Alternatively, the calculated ORs may have been underestimated due to the grouping together of underweight and normal-weight subjects. Being underweight has been shown to be a risk factor for asthma, with the relationship between asthma risk and BMI having a J-shape such that very low BMI has been reported to be associated with elevated asthma risk (15
). By defining “normal” BMI as less than 25, we potentially included underweight individuals with a high incidence of asthma in the “normal” group, which elevates the group's asthma incidence and diminishes the relative odds of asthma due to obesity. Because three of the seven studies included BMI of less than 20 in their “normal” group, we were unable to rigorously exclude underweight individuals in our analysis.
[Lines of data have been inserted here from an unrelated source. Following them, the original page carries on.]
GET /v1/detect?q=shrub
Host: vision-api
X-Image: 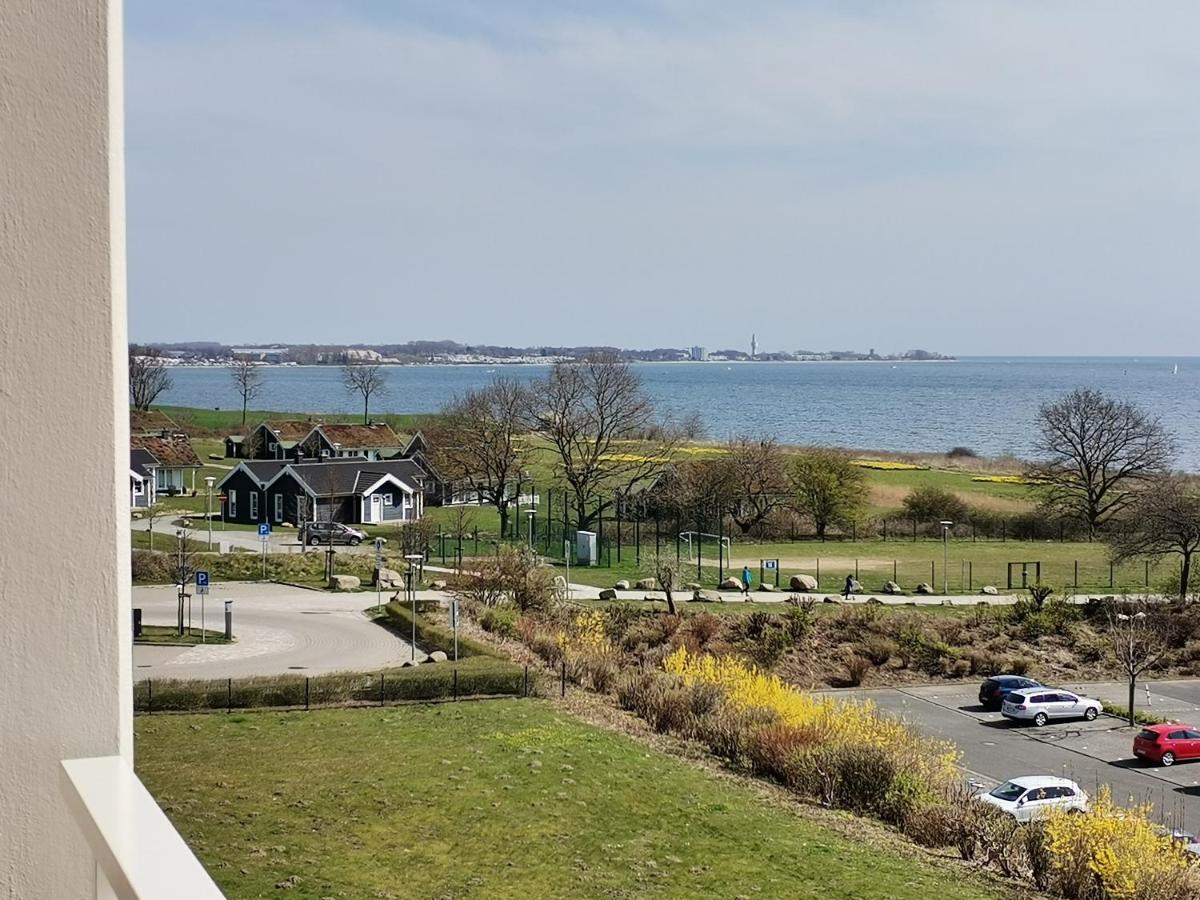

[846,653,871,688]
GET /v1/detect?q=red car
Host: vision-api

[1133,722,1200,766]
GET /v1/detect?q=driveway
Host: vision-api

[133,583,433,680]
[828,680,1200,833]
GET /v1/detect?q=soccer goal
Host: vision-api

[679,532,730,563]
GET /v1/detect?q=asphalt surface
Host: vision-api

[830,680,1200,833]
[133,583,425,680]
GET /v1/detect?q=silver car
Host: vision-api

[1000,688,1104,725]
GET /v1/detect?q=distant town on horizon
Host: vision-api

[133,335,955,366]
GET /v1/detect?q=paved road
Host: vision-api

[816,680,1200,832]
[133,583,432,680]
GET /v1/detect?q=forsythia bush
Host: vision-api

[1044,787,1200,900]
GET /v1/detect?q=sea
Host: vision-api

[158,356,1200,472]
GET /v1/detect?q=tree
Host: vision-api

[901,485,967,522]
[1109,475,1200,604]
[229,359,263,430]
[529,353,678,529]
[788,448,868,540]
[130,344,173,409]
[713,438,788,534]
[428,378,529,534]
[1104,599,1171,726]
[342,362,388,425]
[1028,390,1174,539]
Although the effect of obesity on asthma in this study was statistically significant and there was a clear dose–response relationship, the magnitude of the effect was modest, even if one assumes that all newly reported cases of asthma in these studies are asthma and not obesity-associated respiratory symptoms. However, to standardize data for our analysis, we determined the number of new cases of asthma per year; thus, the increased odds are elevated even over a relatively short time frame with regard to duration of overweight and/or obesity in many patients and when multiplied over many years are likely to be clinically significant.
Obesity is a well-established risk factor for diabetes, hypertension, sleep apnea, stroke, cardiovascular disease, arthritis, cancer, and many other diseases (44
). Our findings support adding asthma to this list and should provide yet one more piece of information to compel obese individuals to lose weight and to support the aggressive implementation of public health measures to support the attainment of this goal.